Images and question below
My question is about part b)

This is the solution

I understood the whole of the solution until the last 2 lines where it talked about the discriminant not being a square. Why would that mean there are no values of n that satisfy blah blah blah(the question)? Is it because the discriminant not being a square would give a decimal (not an integer), hence proving there are no values of n that…(blah blah blah)? But hypothetically even if we had a square number, say 16, that would still give decimal values of n. So why/how does the discriminant not being a square prove the question?
Original post by Sha.xo527
My question is about part b)

This is the solution

I understood the whole of the solution until the last 2 lines where it talked about the discriminant not being a square. Why would that mean there are no values of n that satisfy blah blah blah(the question)? Is it because the discriminant not being a square would give a decimal (not an integer), hence proving there are no values of n that…(blah blah blah)? But hypothetically even if we had a square number, say 16, that would still give decimal values of n. So why/how does the discriminant not being a square prove the question?

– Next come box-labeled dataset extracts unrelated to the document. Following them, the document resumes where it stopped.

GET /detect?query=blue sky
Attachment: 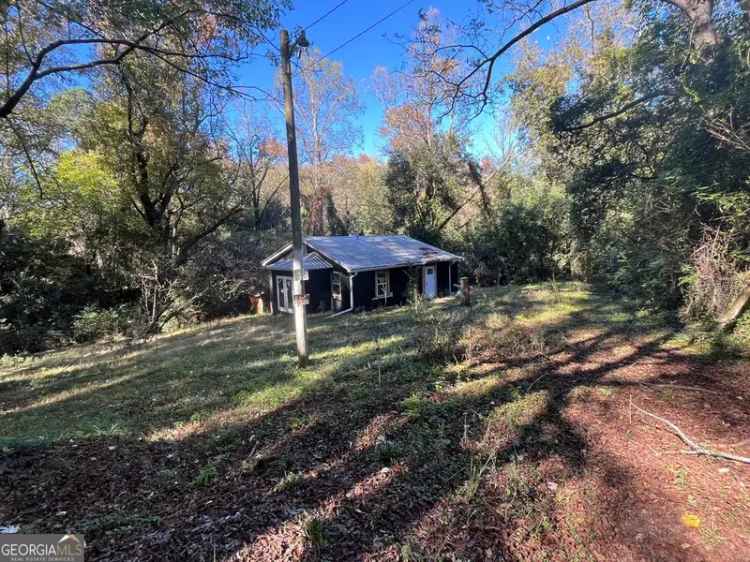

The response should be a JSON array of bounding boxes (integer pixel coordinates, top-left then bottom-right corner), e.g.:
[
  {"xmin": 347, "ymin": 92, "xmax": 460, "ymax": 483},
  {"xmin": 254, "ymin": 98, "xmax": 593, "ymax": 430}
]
[{"xmin": 238, "ymin": 0, "xmax": 568, "ymax": 157}]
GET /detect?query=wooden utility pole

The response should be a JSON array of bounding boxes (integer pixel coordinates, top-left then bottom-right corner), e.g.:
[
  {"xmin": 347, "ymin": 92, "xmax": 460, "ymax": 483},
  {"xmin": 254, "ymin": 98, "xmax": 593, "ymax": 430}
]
[{"xmin": 281, "ymin": 29, "xmax": 307, "ymax": 365}]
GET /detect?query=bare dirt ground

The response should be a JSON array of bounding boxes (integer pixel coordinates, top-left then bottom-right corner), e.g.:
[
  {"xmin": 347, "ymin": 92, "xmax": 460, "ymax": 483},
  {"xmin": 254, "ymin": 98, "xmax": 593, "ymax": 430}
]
[{"xmin": 0, "ymin": 286, "xmax": 750, "ymax": 562}]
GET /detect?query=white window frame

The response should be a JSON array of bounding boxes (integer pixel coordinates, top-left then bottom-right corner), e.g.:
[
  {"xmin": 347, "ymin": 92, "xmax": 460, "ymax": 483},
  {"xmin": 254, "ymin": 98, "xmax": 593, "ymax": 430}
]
[
  {"xmin": 276, "ymin": 275, "xmax": 294, "ymax": 313},
  {"xmin": 422, "ymin": 263, "xmax": 439, "ymax": 299},
  {"xmin": 373, "ymin": 269, "xmax": 393, "ymax": 300}
]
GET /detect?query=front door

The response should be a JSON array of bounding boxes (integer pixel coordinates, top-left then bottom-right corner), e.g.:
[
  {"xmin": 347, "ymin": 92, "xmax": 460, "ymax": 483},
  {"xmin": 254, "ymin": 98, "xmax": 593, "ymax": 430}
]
[
  {"xmin": 424, "ymin": 265, "xmax": 437, "ymax": 299},
  {"xmin": 276, "ymin": 276, "xmax": 293, "ymax": 312},
  {"xmin": 331, "ymin": 271, "xmax": 349, "ymax": 312}
]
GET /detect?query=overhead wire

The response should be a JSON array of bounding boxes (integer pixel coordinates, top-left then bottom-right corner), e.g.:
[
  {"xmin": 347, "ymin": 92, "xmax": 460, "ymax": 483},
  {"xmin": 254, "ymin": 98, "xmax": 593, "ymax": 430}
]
[
  {"xmin": 303, "ymin": 0, "xmax": 349, "ymax": 31},
  {"xmin": 315, "ymin": 0, "xmax": 415, "ymax": 64}
]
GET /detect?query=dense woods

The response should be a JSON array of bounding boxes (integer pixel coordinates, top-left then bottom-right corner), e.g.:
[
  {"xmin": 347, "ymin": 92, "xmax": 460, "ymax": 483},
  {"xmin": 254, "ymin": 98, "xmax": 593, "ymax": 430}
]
[{"xmin": 0, "ymin": 0, "xmax": 750, "ymax": 354}]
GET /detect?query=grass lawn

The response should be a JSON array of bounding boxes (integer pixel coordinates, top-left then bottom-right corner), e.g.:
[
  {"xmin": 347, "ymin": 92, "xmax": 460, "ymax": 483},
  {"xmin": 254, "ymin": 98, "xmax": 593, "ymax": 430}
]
[{"xmin": 0, "ymin": 284, "xmax": 750, "ymax": 562}]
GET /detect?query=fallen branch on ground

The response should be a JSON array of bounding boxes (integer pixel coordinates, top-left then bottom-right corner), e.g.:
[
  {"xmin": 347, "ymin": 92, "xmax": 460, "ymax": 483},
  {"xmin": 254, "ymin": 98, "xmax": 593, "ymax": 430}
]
[{"xmin": 631, "ymin": 403, "xmax": 750, "ymax": 464}]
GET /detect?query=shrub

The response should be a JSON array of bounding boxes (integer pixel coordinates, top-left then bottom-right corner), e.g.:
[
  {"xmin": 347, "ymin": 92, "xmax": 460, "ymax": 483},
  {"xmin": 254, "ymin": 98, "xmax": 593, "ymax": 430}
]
[
  {"xmin": 73, "ymin": 305, "xmax": 131, "ymax": 343},
  {"xmin": 682, "ymin": 228, "xmax": 750, "ymax": 321}
]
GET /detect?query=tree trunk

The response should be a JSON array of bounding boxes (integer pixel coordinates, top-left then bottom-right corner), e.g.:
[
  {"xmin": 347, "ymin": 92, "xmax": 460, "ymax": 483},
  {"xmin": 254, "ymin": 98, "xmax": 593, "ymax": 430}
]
[
  {"xmin": 668, "ymin": 0, "xmax": 719, "ymax": 50},
  {"xmin": 719, "ymin": 285, "xmax": 750, "ymax": 330}
]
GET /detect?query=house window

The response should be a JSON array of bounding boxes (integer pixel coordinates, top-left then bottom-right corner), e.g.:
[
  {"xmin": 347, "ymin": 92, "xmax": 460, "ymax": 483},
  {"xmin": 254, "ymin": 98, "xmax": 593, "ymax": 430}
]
[{"xmin": 375, "ymin": 271, "xmax": 391, "ymax": 299}]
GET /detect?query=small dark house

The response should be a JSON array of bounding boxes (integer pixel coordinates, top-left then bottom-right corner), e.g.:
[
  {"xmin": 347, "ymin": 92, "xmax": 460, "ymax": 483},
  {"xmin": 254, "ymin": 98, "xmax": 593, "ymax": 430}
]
[{"xmin": 263, "ymin": 235, "xmax": 463, "ymax": 313}]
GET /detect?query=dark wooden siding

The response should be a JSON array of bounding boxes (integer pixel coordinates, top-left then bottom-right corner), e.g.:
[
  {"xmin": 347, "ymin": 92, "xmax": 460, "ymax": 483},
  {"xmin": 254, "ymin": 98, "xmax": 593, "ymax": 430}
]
[
  {"xmin": 271, "ymin": 269, "xmax": 331, "ymax": 314},
  {"xmin": 305, "ymin": 269, "xmax": 331, "ymax": 312},
  {"xmin": 354, "ymin": 267, "xmax": 412, "ymax": 310}
]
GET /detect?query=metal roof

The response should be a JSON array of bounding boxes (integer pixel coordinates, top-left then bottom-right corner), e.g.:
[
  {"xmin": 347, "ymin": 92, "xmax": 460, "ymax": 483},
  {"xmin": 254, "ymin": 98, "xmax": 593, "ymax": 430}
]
[
  {"xmin": 263, "ymin": 235, "xmax": 463, "ymax": 272},
  {"xmin": 266, "ymin": 252, "xmax": 332, "ymax": 271}
]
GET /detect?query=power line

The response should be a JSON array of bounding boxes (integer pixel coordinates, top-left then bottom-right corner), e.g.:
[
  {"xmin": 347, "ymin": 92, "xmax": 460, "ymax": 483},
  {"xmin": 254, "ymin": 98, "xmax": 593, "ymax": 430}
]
[
  {"xmin": 304, "ymin": 0, "xmax": 349, "ymax": 31},
  {"xmin": 315, "ymin": 0, "xmax": 414, "ymax": 64}
]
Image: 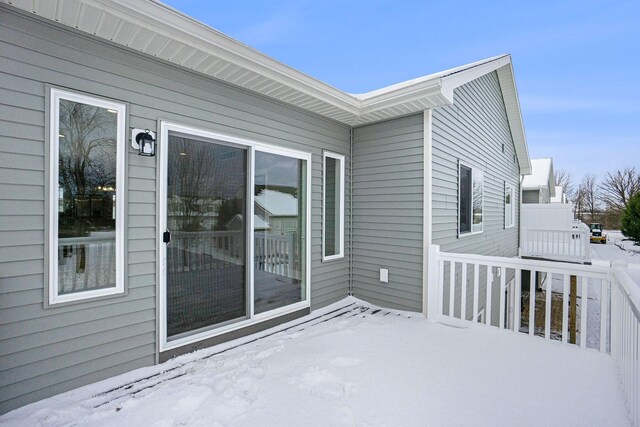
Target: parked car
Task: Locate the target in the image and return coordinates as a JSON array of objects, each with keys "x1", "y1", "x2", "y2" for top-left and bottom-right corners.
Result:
[{"x1": 589, "y1": 222, "x2": 607, "y2": 244}]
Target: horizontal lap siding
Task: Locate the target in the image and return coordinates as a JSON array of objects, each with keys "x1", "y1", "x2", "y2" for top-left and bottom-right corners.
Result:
[
  {"x1": 433, "y1": 73, "x2": 520, "y2": 257},
  {"x1": 433, "y1": 72, "x2": 520, "y2": 322},
  {"x1": 352, "y1": 114, "x2": 424, "y2": 311},
  {"x1": 0, "y1": 6, "x2": 350, "y2": 413}
]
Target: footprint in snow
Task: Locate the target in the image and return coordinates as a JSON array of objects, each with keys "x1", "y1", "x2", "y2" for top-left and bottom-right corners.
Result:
[
  {"x1": 291, "y1": 368, "x2": 355, "y2": 400},
  {"x1": 330, "y1": 356, "x2": 362, "y2": 368}
]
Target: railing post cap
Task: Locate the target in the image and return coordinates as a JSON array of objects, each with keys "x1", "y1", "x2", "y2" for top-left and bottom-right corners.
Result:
[{"x1": 611, "y1": 259, "x2": 629, "y2": 268}]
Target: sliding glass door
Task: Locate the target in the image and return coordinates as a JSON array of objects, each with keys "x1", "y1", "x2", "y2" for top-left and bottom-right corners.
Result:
[
  {"x1": 159, "y1": 123, "x2": 311, "y2": 351},
  {"x1": 253, "y1": 152, "x2": 307, "y2": 314},
  {"x1": 166, "y1": 132, "x2": 247, "y2": 338}
]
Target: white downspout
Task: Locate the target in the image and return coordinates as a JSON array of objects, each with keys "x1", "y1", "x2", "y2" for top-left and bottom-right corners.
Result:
[
  {"x1": 422, "y1": 109, "x2": 435, "y2": 317},
  {"x1": 348, "y1": 127, "x2": 353, "y2": 296}
]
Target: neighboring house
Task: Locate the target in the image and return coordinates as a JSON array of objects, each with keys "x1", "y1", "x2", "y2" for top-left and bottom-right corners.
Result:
[
  {"x1": 0, "y1": 0, "x2": 528, "y2": 412},
  {"x1": 254, "y1": 190, "x2": 299, "y2": 235},
  {"x1": 522, "y1": 158, "x2": 556, "y2": 203},
  {"x1": 550, "y1": 185, "x2": 569, "y2": 203}
]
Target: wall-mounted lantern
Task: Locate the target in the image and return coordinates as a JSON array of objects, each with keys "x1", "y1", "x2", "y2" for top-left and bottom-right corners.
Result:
[{"x1": 131, "y1": 129, "x2": 156, "y2": 157}]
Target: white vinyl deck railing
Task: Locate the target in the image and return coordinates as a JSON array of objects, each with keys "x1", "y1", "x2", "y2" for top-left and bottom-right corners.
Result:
[
  {"x1": 171, "y1": 231, "x2": 298, "y2": 276},
  {"x1": 521, "y1": 224, "x2": 591, "y2": 263},
  {"x1": 428, "y1": 245, "x2": 640, "y2": 426}
]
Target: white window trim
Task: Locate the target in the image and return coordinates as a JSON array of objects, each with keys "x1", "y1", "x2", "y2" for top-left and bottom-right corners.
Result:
[
  {"x1": 322, "y1": 151, "x2": 345, "y2": 262},
  {"x1": 504, "y1": 182, "x2": 516, "y2": 230},
  {"x1": 157, "y1": 121, "x2": 312, "y2": 352},
  {"x1": 48, "y1": 88, "x2": 127, "y2": 305},
  {"x1": 458, "y1": 161, "x2": 485, "y2": 237}
]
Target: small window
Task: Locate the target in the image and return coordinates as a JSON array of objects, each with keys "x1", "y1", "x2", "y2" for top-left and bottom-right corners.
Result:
[
  {"x1": 322, "y1": 152, "x2": 344, "y2": 260},
  {"x1": 504, "y1": 183, "x2": 515, "y2": 228},
  {"x1": 48, "y1": 89, "x2": 126, "y2": 304},
  {"x1": 458, "y1": 164, "x2": 484, "y2": 235}
]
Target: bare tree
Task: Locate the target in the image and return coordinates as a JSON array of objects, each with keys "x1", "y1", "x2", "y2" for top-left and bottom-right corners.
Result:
[
  {"x1": 580, "y1": 173, "x2": 600, "y2": 221},
  {"x1": 600, "y1": 168, "x2": 640, "y2": 211},
  {"x1": 553, "y1": 169, "x2": 574, "y2": 200}
]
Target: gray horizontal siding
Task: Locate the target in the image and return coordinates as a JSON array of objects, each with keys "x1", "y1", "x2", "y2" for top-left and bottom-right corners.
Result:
[
  {"x1": 352, "y1": 114, "x2": 424, "y2": 311},
  {"x1": 433, "y1": 73, "x2": 520, "y2": 257},
  {"x1": 432, "y1": 73, "x2": 520, "y2": 323},
  {"x1": 0, "y1": 5, "x2": 350, "y2": 413}
]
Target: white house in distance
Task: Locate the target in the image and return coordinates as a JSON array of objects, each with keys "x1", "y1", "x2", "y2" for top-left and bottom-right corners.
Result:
[
  {"x1": 522, "y1": 157, "x2": 556, "y2": 203},
  {"x1": 550, "y1": 185, "x2": 569, "y2": 203}
]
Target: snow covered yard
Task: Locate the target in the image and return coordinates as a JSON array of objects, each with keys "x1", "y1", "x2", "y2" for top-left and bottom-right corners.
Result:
[{"x1": 0, "y1": 298, "x2": 629, "y2": 426}]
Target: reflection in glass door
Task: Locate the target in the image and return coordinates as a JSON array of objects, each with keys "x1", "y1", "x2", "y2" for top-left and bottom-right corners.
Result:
[
  {"x1": 253, "y1": 151, "x2": 307, "y2": 314},
  {"x1": 166, "y1": 132, "x2": 248, "y2": 340}
]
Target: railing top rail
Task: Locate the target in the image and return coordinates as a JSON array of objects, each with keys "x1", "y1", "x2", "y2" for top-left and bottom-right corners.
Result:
[
  {"x1": 439, "y1": 252, "x2": 611, "y2": 279},
  {"x1": 611, "y1": 262, "x2": 640, "y2": 321},
  {"x1": 171, "y1": 230, "x2": 243, "y2": 236},
  {"x1": 521, "y1": 225, "x2": 589, "y2": 234},
  {"x1": 58, "y1": 237, "x2": 116, "y2": 245}
]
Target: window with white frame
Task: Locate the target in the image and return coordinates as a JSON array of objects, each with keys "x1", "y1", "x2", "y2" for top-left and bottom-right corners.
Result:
[
  {"x1": 458, "y1": 163, "x2": 484, "y2": 235},
  {"x1": 504, "y1": 183, "x2": 515, "y2": 228},
  {"x1": 322, "y1": 152, "x2": 344, "y2": 261},
  {"x1": 48, "y1": 89, "x2": 126, "y2": 304}
]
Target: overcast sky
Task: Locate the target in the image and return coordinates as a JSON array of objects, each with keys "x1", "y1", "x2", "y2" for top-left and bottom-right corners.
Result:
[{"x1": 166, "y1": 0, "x2": 640, "y2": 184}]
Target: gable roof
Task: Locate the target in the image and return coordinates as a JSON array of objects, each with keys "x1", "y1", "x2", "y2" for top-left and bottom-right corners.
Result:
[
  {"x1": 522, "y1": 157, "x2": 556, "y2": 197},
  {"x1": 551, "y1": 185, "x2": 567, "y2": 203},
  {"x1": 0, "y1": 0, "x2": 531, "y2": 174},
  {"x1": 255, "y1": 190, "x2": 298, "y2": 216}
]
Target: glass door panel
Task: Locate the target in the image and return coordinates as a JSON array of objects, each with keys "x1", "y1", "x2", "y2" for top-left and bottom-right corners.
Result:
[
  {"x1": 253, "y1": 151, "x2": 307, "y2": 314},
  {"x1": 166, "y1": 132, "x2": 248, "y2": 339}
]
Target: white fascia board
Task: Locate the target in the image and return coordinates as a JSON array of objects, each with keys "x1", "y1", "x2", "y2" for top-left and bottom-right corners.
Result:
[
  {"x1": 440, "y1": 55, "x2": 511, "y2": 103},
  {"x1": 496, "y1": 58, "x2": 532, "y2": 175},
  {"x1": 82, "y1": 0, "x2": 358, "y2": 114},
  {"x1": 6, "y1": 0, "x2": 530, "y2": 134}
]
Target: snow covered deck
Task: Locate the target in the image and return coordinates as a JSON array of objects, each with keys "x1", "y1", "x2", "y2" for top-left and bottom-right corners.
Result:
[{"x1": 0, "y1": 298, "x2": 629, "y2": 426}]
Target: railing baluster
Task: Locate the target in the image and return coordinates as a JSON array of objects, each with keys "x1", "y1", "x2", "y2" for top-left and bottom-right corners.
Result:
[
  {"x1": 544, "y1": 273, "x2": 553, "y2": 339},
  {"x1": 580, "y1": 276, "x2": 588, "y2": 348},
  {"x1": 472, "y1": 263, "x2": 480, "y2": 323},
  {"x1": 562, "y1": 274, "x2": 569, "y2": 344},
  {"x1": 529, "y1": 270, "x2": 538, "y2": 335},
  {"x1": 460, "y1": 262, "x2": 467, "y2": 320},
  {"x1": 438, "y1": 261, "x2": 444, "y2": 316},
  {"x1": 498, "y1": 267, "x2": 507, "y2": 329},
  {"x1": 484, "y1": 265, "x2": 493, "y2": 325}
]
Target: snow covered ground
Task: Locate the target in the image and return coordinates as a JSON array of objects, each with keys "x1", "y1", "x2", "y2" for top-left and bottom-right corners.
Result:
[
  {"x1": 589, "y1": 231, "x2": 640, "y2": 264},
  {"x1": 0, "y1": 300, "x2": 629, "y2": 426}
]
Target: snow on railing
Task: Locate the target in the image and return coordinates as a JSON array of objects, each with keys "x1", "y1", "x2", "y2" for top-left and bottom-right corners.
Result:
[
  {"x1": 521, "y1": 227, "x2": 591, "y2": 262},
  {"x1": 427, "y1": 245, "x2": 640, "y2": 426},
  {"x1": 611, "y1": 262, "x2": 640, "y2": 426},
  {"x1": 430, "y1": 247, "x2": 610, "y2": 351},
  {"x1": 58, "y1": 232, "x2": 116, "y2": 294}
]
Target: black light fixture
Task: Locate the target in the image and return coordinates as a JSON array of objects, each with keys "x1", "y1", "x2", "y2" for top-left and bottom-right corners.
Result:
[{"x1": 131, "y1": 129, "x2": 156, "y2": 157}]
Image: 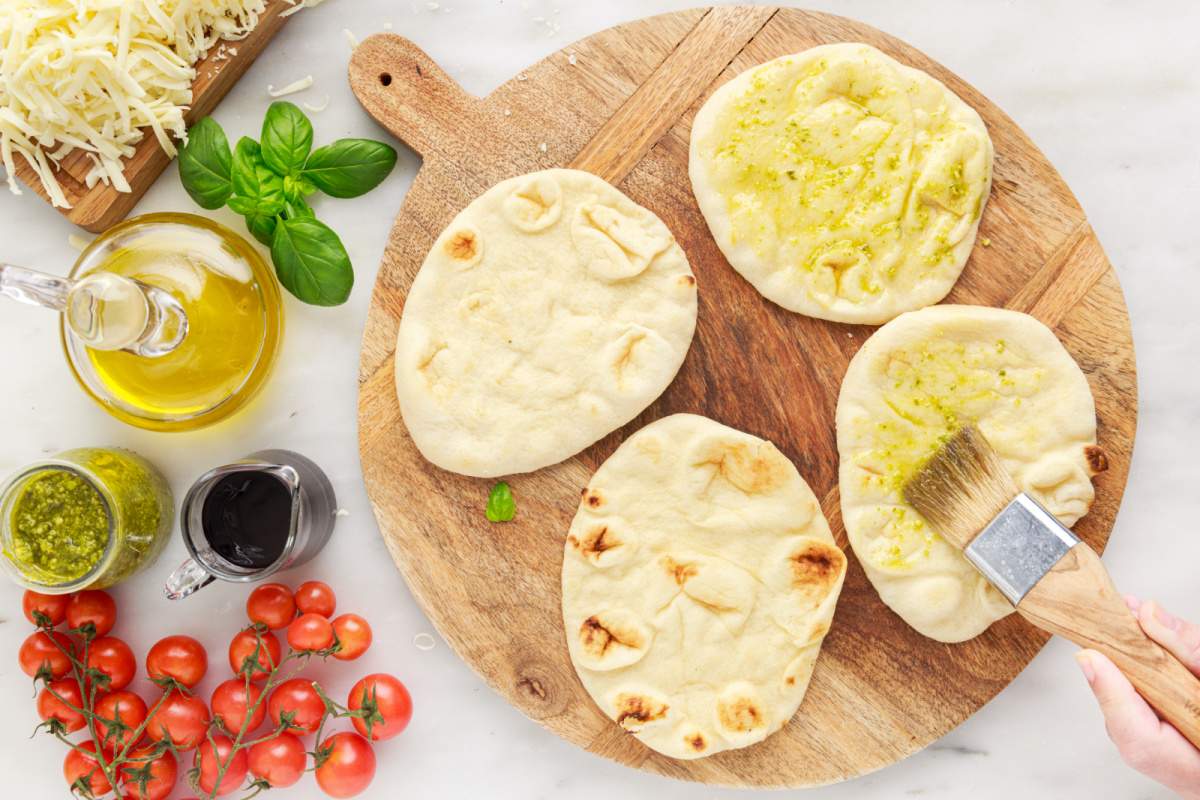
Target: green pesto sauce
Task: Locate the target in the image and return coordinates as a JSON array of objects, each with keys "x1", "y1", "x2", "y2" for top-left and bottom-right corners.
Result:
[{"x1": 11, "y1": 469, "x2": 109, "y2": 583}]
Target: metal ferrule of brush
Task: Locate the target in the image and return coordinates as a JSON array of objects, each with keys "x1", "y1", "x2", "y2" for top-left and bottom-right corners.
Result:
[{"x1": 964, "y1": 492, "x2": 1079, "y2": 606}]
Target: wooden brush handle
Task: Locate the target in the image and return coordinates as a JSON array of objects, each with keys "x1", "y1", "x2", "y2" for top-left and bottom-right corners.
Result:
[{"x1": 1016, "y1": 543, "x2": 1200, "y2": 747}]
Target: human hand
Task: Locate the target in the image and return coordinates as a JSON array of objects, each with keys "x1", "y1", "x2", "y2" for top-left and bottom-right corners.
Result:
[{"x1": 1075, "y1": 595, "x2": 1200, "y2": 800}]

Why not just try it yourself, so what is n using the usual quadratic formula?
If the discriminant is not a square, what does it tell you?
What are the necessary conditions for n to be an integer using the quadratic formula?
(edited 7 months ago)
Original post by mqb2766
Why not just try it yourself, so what is n using the usual quadratic formula?
If the discriminant is not a square, what does it tell you?
What are the necessary conditions for n to be an integer using the quadratic formula?

Just found this after looking at your profile, I appreciate your help. So the necessary conditions for n to be an integer would be 1) square discriminant and 2) the values of the square root of the discriminant, when added or substrates to negative b divided by 2a, must also be rational numbers
(edited 7 months ago)
Original post by Sha.xo527
Just found this after looking at your profile, I appreciate your help. So the necessary conditions for n to be an integer would be 1) square discriminant and 2) the values of the square root of the discriminant, when added or substrates to negative b divided by 2a, must also be rational numbers

Sort of, but to be clear for 2) that
-b +/-sqrt(discriminant)
must be divisble by 2a, so the result is a positive integer/natural number. Itll always be rational when discriminant is square (irrespective of whether its divisble or not), but youre interested in positive integer values, so it must be divisble by 2a. If discriminat is not square, the result is always a surd (integer coefficients). So the test in the model solution is good for this question as it shows n is a surd.

Its good to post your working, rather than just the model solutions. For stuff like this, youre probably expected to do the reasoning yourself rather than simply learn lots of rules, so learning how to make the necessary arguments is part of such questions.